Additionally, the Company recorded goodwill of $2.8 billion upon exit from bankruptcy to reflect the excess of the Successor Company's reorganization
value over the estimated fair value of net tangible and identifiable intangible assets and liabilities. In addition, deferred tax assets and liabilities were adjusted
based upon additional information, including adjustments to fair value estimates of underlying assets and liabilities.
Post-Emergence Items. Certain additional Successor Company transactions occurred on or after February 2, 2006 and have been reflected in the
accompanying Statements of Consolidated Financial Position at December 31, 2006.

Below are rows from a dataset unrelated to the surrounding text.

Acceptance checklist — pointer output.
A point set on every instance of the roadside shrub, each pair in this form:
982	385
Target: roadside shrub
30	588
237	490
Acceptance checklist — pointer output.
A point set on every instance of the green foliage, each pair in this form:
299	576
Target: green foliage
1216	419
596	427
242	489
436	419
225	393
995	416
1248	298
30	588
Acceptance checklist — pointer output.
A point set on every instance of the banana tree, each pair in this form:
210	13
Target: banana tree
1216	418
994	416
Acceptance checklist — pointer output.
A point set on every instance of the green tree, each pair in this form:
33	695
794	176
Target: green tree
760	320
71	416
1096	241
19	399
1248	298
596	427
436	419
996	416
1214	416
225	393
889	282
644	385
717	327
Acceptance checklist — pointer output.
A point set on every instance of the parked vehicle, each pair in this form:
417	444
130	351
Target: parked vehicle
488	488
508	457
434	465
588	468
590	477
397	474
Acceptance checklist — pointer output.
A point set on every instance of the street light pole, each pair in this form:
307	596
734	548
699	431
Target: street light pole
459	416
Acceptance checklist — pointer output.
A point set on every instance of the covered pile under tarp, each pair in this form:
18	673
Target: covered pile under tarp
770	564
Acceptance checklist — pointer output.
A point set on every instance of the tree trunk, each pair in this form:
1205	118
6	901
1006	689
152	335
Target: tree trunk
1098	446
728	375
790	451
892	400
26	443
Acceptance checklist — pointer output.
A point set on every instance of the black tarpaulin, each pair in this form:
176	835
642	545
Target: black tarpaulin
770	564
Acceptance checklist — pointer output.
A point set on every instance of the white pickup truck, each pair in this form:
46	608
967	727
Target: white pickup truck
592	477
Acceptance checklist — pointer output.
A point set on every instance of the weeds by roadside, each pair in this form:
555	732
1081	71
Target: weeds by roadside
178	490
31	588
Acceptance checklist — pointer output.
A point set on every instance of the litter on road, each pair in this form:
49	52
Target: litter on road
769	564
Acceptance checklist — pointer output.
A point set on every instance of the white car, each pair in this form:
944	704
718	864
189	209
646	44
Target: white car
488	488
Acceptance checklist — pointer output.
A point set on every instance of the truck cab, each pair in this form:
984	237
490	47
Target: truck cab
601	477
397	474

Release of Segregated Funds. The Company reclassified $271 million for the release of cash previously restricted by a certain credit card processor.
Additionally, $200 million of cash segregated for the payment of certain tax liabilities and recorded as other current assets before the Effective Date, was
released and reclassified to unrestricted cash.
Goodwill. During the eleven months ended December 31, 2006, goodwill was decreased by $62 million as a result of reversing the valuation allowance for
deferred tax assets. See Note 8, "Intangibles," for further information.
DIP and Credit Facility Financing Transactions. On the Effective Date, the Company received $1.4 billion in net proceeds from the credit facility,
consisting of borrowings of $2.6 billion under the credit facility which includes $161 million borrowed under the revolving credit facility, and the simultaneous
repayment of the Company's $1.2 billion debtor-in-possession credit facility (the "DIP Financing"). For further details, see Note 12, "Debt Obligations."